Ce qui pouvait apparaître comme une simple polémique entre Charles Blé Goudé et des partisans de Guillaume Soro révèle progressivement une bataille politique plus profonde. Derrière les mots, les rappels historiques et les accusations croisées se joue une question essentielle pour l’avenir de l’opposition ivoirienne. Celle du leadership, du positionnement et de la capacité à incarner une alternative crédible dans une Côte d’Ivoire où les lignes politiques continuent de bouger. Il est des controverses qui s’éteignent aussi rapidement qu’elles apparaissent. D’autres, en revanche, révèlent les mouvements profonds d’un paysage politique en recomposition. La récente passe d’armes entre Charles Blé Goudé et des militants proches de Guillaume Soro appartient probablement à cette seconde catégorie. À l’origine de la controverse, la présence du président du COJEP aux festivités officielles marquant le 66ᵉ anniversaire de l’indépendance de la Côte d’Ivoire, le 7 août 2026. Une participation diversement appréciée dans certains milieux proches de Générations et Peuples Solidaires, GPS, où des voix ont estimé qu’elle traduisait une posture devenue trop conciliante à l’égard du pouvoir. Charles Blé Goudé a décidé de répondre sans détour. En opposant les « partisans des armes » aux « partisans des urnes », il n’a pas simplement défendu sa présence à une cérémonie républicaine. Il a déplacé la confrontation sur un terrain beaucoup plus sensible, celui des trajectoires politiques, des responsabilités historiques et de la légitimité à incarner l’opposition. En politique, certaines phrases ferment une polémique. D’autres ouvrent une bataille. Celle de Charles Blé Goudé pourrait bien appartenir à la seconde catégorie.

 

Une polémique qui dépasse le 7 août

 

Participer à une cérémonie officielle de la République ne signifie pas nécessairement rallier le pouvoir. C’est sur cette distinction que Charles Blé Goudé semble vouloir installer sa nouvelle posture politique.
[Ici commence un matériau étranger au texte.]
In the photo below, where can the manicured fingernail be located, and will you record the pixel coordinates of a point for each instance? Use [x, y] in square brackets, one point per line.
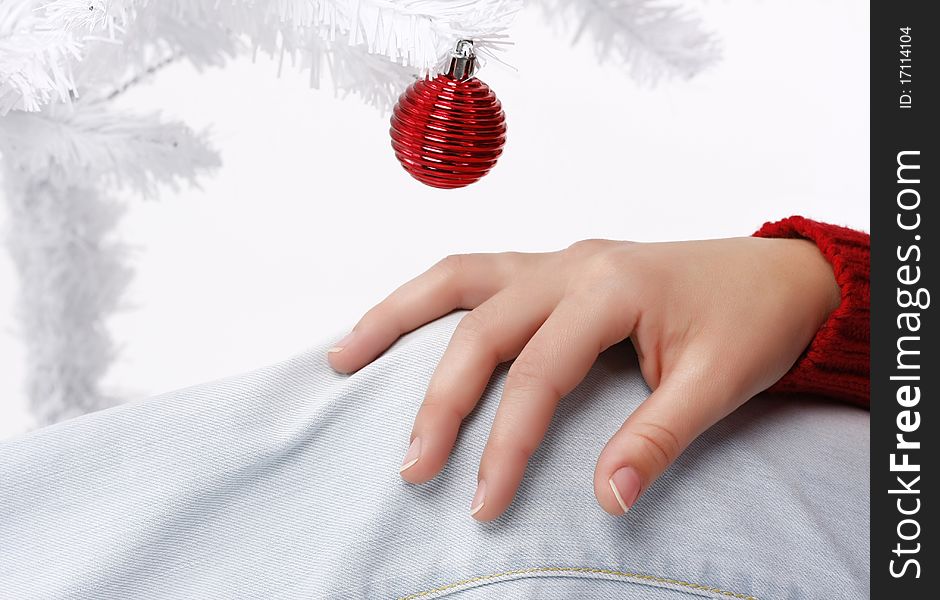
[479, 498]
[625, 483]
[412, 456]
[342, 343]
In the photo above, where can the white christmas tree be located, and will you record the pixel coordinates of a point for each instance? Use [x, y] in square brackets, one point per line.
[66, 149]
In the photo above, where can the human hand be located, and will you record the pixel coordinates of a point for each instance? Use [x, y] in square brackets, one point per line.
[713, 323]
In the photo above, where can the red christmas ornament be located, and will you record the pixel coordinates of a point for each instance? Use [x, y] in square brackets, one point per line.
[447, 132]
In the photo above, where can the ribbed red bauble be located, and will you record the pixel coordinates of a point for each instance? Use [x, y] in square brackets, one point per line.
[448, 131]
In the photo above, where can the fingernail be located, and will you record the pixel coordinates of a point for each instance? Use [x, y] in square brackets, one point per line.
[342, 343]
[625, 483]
[478, 498]
[412, 456]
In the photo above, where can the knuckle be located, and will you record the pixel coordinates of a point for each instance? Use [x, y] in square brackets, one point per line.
[451, 265]
[588, 246]
[505, 450]
[603, 266]
[435, 410]
[528, 375]
[659, 442]
[474, 330]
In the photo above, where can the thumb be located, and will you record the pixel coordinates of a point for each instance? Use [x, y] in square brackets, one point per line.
[654, 436]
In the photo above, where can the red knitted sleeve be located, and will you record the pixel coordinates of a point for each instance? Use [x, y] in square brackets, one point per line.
[836, 363]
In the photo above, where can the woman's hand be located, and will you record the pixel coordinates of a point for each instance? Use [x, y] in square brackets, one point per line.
[713, 323]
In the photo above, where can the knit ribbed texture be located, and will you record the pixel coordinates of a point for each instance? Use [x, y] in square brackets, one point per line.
[836, 363]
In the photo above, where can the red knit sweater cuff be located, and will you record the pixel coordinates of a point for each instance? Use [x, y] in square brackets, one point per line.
[836, 363]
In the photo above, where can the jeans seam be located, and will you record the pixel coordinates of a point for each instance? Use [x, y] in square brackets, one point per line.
[587, 572]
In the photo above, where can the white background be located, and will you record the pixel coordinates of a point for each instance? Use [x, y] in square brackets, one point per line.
[311, 220]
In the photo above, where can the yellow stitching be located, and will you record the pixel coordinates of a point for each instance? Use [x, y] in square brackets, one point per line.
[694, 586]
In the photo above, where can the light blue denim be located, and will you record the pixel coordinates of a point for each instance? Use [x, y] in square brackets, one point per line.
[283, 483]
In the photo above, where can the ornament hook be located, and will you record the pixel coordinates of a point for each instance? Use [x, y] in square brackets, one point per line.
[462, 61]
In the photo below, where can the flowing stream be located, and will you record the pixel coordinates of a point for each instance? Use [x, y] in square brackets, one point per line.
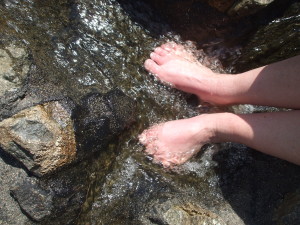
[80, 46]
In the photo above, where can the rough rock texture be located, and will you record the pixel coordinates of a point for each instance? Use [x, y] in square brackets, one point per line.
[33, 200]
[221, 5]
[14, 67]
[247, 7]
[41, 137]
[288, 210]
[100, 118]
[11, 175]
[172, 213]
[277, 41]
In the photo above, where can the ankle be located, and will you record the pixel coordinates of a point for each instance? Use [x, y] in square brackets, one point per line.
[222, 89]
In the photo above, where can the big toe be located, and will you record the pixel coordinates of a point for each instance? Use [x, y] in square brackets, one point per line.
[161, 51]
[159, 59]
[152, 66]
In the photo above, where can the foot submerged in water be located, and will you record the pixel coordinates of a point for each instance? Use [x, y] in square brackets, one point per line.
[175, 142]
[172, 64]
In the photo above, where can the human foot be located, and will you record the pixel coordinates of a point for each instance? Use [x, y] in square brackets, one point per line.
[172, 64]
[174, 142]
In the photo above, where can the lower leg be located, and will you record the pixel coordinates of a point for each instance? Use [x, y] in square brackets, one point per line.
[276, 134]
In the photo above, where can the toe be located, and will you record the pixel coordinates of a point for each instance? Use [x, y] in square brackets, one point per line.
[159, 59]
[151, 66]
[161, 51]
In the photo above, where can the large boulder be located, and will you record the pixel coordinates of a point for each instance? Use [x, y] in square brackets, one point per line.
[41, 137]
[276, 41]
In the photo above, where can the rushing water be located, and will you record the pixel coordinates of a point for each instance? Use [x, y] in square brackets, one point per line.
[80, 46]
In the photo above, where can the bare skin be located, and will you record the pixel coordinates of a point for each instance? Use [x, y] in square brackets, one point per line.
[277, 134]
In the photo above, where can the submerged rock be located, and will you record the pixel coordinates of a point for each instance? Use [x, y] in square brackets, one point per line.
[172, 213]
[13, 68]
[247, 7]
[42, 137]
[33, 200]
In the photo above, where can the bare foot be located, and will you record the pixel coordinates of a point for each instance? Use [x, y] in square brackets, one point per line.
[172, 64]
[174, 142]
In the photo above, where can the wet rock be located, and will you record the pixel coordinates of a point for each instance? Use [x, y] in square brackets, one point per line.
[35, 202]
[247, 7]
[41, 137]
[288, 210]
[221, 5]
[276, 41]
[11, 176]
[172, 213]
[14, 67]
[100, 118]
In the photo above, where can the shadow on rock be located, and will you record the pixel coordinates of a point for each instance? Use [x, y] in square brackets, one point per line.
[255, 185]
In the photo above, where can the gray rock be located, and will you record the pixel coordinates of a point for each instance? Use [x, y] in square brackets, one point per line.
[11, 175]
[276, 41]
[221, 5]
[13, 68]
[247, 7]
[172, 213]
[41, 137]
[101, 117]
[35, 202]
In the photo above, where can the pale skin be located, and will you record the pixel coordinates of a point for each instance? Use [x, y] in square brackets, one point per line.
[277, 133]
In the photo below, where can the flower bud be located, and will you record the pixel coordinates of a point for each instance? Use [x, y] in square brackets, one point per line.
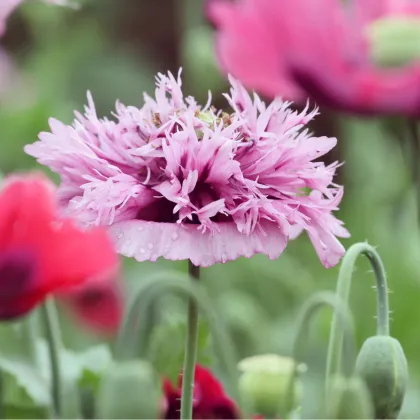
[266, 384]
[395, 41]
[383, 366]
[129, 390]
[348, 398]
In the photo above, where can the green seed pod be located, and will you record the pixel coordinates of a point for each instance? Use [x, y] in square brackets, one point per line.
[383, 366]
[395, 40]
[348, 398]
[266, 383]
[129, 390]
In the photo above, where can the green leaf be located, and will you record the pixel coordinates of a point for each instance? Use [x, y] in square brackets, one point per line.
[23, 381]
[168, 359]
[14, 411]
[75, 366]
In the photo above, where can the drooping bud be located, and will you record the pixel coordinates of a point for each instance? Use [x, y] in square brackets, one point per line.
[383, 366]
[395, 41]
[348, 398]
[129, 390]
[267, 383]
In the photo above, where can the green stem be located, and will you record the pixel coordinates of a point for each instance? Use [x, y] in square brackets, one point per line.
[344, 319]
[2, 402]
[134, 336]
[343, 292]
[53, 336]
[190, 351]
[414, 134]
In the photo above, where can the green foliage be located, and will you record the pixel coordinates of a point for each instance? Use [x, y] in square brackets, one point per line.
[167, 347]
[70, 52]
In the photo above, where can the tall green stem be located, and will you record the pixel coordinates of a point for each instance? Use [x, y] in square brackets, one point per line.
[53, 336]
[2, 402]
[134, 336]
[343, 292]
[343, 317]
[414, 134]
[190, 351]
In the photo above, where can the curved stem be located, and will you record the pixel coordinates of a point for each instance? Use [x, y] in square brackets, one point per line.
[190, 351]
[344, 319]
[2, 402]
[133, 333]
[343, 291]
[414, 135]
[53, 336]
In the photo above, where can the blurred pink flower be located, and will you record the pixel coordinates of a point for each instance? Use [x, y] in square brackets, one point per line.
[178, 181]
[318, 49]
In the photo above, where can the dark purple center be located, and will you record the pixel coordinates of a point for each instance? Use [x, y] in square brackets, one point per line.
[17, 276]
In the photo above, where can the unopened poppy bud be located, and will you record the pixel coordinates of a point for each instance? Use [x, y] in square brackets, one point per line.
[348, 398]
[266, 384]
[129, 390]
[383, 366]
[395, 40]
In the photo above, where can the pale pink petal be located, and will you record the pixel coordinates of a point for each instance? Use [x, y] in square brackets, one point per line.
[149, 240]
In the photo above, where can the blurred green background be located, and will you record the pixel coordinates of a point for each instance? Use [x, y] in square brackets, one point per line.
[114, 48]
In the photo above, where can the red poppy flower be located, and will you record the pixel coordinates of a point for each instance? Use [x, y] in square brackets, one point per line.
[210, 400]
[41, 252]
[323, 49]
[97, 305]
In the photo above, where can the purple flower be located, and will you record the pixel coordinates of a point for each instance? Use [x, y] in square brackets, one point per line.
[175, 180]
[325, 49]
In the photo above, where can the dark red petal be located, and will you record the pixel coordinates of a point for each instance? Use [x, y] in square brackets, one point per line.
[98, 305]
[66, 256]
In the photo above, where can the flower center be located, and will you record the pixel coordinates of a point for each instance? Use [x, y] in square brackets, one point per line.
[394, 41]
[17, 274]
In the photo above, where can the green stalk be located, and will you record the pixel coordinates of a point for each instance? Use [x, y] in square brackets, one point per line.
[53, 336]
[344, 320]
[2, 402]
[134, 336]
[343, 291]
[190, 351]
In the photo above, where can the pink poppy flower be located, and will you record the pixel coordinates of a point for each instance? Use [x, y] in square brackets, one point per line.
[320, 49]
[178, 181]
[42, 253]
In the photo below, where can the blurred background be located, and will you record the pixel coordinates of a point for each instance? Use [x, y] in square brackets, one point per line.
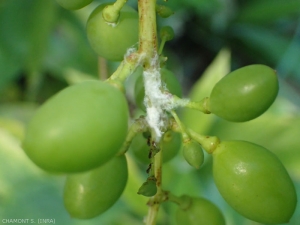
[43, 49]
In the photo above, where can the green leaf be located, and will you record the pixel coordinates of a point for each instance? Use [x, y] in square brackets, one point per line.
[196, 120]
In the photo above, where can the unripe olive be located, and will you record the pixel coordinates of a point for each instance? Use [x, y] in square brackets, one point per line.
[77, 130]
[254, 182]
[244, 94]
[193, 153]
[111, 40]
[88, 194]
[200, 211]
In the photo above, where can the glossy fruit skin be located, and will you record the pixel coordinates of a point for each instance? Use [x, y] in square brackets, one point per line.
[193, 153]
[73, 4]
[78, 129]
[254, 182]
[201, 211]
[244, 94]
[170, 145]
[167, 76]
[88, 194]
[112, 41]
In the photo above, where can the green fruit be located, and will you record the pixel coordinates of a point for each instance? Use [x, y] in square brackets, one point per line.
[78, 129]
[167, 76]
[109, 40]
[170, 145]
[254, 182]
[244, 94]
[193, 153]
[73, 4]
[201, 211]
[91, 193]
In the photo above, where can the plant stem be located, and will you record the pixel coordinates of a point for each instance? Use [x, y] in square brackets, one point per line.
[147, 31]
[148, 50]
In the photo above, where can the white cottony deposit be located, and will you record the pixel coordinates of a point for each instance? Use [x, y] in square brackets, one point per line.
[158, 100]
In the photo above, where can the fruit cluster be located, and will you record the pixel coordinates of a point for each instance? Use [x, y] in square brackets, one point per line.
[83, 132]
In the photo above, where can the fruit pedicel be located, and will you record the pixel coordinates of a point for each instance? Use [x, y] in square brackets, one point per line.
[90, 144]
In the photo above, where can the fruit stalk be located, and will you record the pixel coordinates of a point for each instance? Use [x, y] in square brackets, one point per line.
[148, 50]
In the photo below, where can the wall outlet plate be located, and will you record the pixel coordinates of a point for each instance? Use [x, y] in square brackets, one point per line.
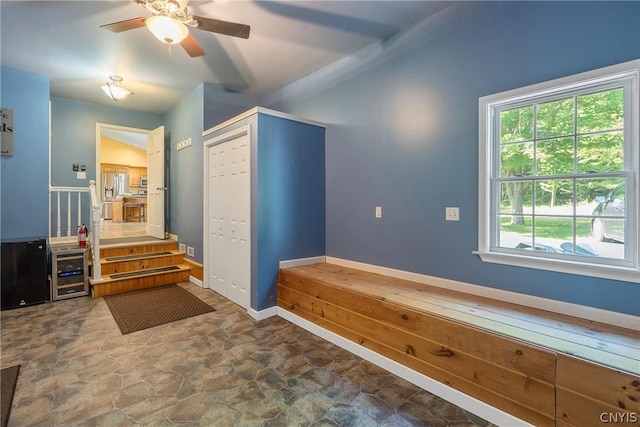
[183, 144]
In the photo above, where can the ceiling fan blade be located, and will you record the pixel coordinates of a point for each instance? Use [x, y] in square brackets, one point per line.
[223, 27]
[191, 45]
[129, 24]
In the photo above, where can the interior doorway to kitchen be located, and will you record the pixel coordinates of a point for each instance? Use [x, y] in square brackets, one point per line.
[121, 180]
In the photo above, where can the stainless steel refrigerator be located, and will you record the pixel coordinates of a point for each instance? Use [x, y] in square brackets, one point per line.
[113, 185]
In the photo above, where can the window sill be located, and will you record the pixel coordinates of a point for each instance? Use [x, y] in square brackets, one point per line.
[570, 267]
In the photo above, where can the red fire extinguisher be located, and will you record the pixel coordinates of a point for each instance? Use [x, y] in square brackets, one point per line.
[82, 236]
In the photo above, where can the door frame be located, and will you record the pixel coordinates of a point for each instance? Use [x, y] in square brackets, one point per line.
[227, 136]
[99, 128]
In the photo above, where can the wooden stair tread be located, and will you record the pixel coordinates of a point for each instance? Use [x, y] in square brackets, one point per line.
[139, 256]
[143, 273]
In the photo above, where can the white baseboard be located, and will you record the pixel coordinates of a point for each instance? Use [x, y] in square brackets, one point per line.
[471, 404]
[262, 314]
[302, 261]
[595, 314]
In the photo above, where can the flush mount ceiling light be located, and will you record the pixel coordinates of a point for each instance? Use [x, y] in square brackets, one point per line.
[114, 90]
[167, 29]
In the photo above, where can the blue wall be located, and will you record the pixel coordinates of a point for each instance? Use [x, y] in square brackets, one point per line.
[73, 139]
[206, 106]
[403, 134]
[24, 177]
[290, 199]
[184, 197]
[288, 191]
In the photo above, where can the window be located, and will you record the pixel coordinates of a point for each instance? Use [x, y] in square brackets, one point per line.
[559, 175]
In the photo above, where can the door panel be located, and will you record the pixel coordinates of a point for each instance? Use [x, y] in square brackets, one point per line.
[229, 210]
[155, 183]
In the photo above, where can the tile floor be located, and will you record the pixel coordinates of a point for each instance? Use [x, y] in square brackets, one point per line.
[218, 369]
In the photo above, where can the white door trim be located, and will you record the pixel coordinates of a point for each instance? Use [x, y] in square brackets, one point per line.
[227, 136]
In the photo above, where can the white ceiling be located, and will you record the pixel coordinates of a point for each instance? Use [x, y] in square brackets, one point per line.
[289, 40]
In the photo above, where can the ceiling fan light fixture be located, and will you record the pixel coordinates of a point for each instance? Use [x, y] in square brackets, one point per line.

On peut s’opposer à un gouvernement sans s’opposer à l’État. On peut participer aux cérémonies de la République sans appartenir à la majorité. On peut dialoguer avec ses adversaires tout en conservant ses convictions et son indépendance. Cette ligne traduit une évolution importante dans la trajectoire du président du COJEP. Longtemps associé aux grandes mobilisations de rue des années de crise, Charles Blé Goudé cherche désormais à projeter l’image d’un responsable politique inscrit dans le jeu institutionnel, attaché à la compétition électorale et désireux de soumettre ses ambitions au verdict des urnes. Il tente ainsi une transformation toujours délicate pour un responsable marqué par une période tumultueuse de l’histoire nationale. Faire du passé une expérience sans en devenir prisonnier. Toute la difficulté de son repositionnement se trouve peut-être là.

 

Blé Goudé veut désormais exister par lui-même

 

Pendant longtemps, Charles Blé Goudé a été indissociable de l’univers politique de Laurent Gbagbo. Son ascension et une partie importante de son capital politique se sont construites dans cet environnement. Mais le président du COJEP cherche désormais à imposer sa propre identité.

Il ne veut plus être uniquement présenté comme l’ancien leader des Jeunes Patriotes ou comme un ancien compagnon de Laurent Gbagbo. Il entend être jugé sur sa propre doctrine, son organisation, sa stratégie et ses ambitions.

Sa réponse aux militants proches de Guillaume Soro doit également être comprise sous cet angle. En rappelant qu’il n’appartient pas à GPS, Charles Blé Goudé revendique son autonomie et refuse implicitement que d’autres forces politiques définissent les critères selon lesquels il devrait exercer son opposition. Il ne veut plus qu’on lui indique sa place sur l’échiquier. Il entend désormais la conquérir et la définir lui-même.

Cette controverse soulève cependant une question qui dépasse largement les deux camps. Qui peut véritablement revendiquer une trajectoire politique parfaitement linéaire dans une Côte d’Ivoire où les alliances se sont faites et défaites au rythme des crises, des élections et des recompositions ?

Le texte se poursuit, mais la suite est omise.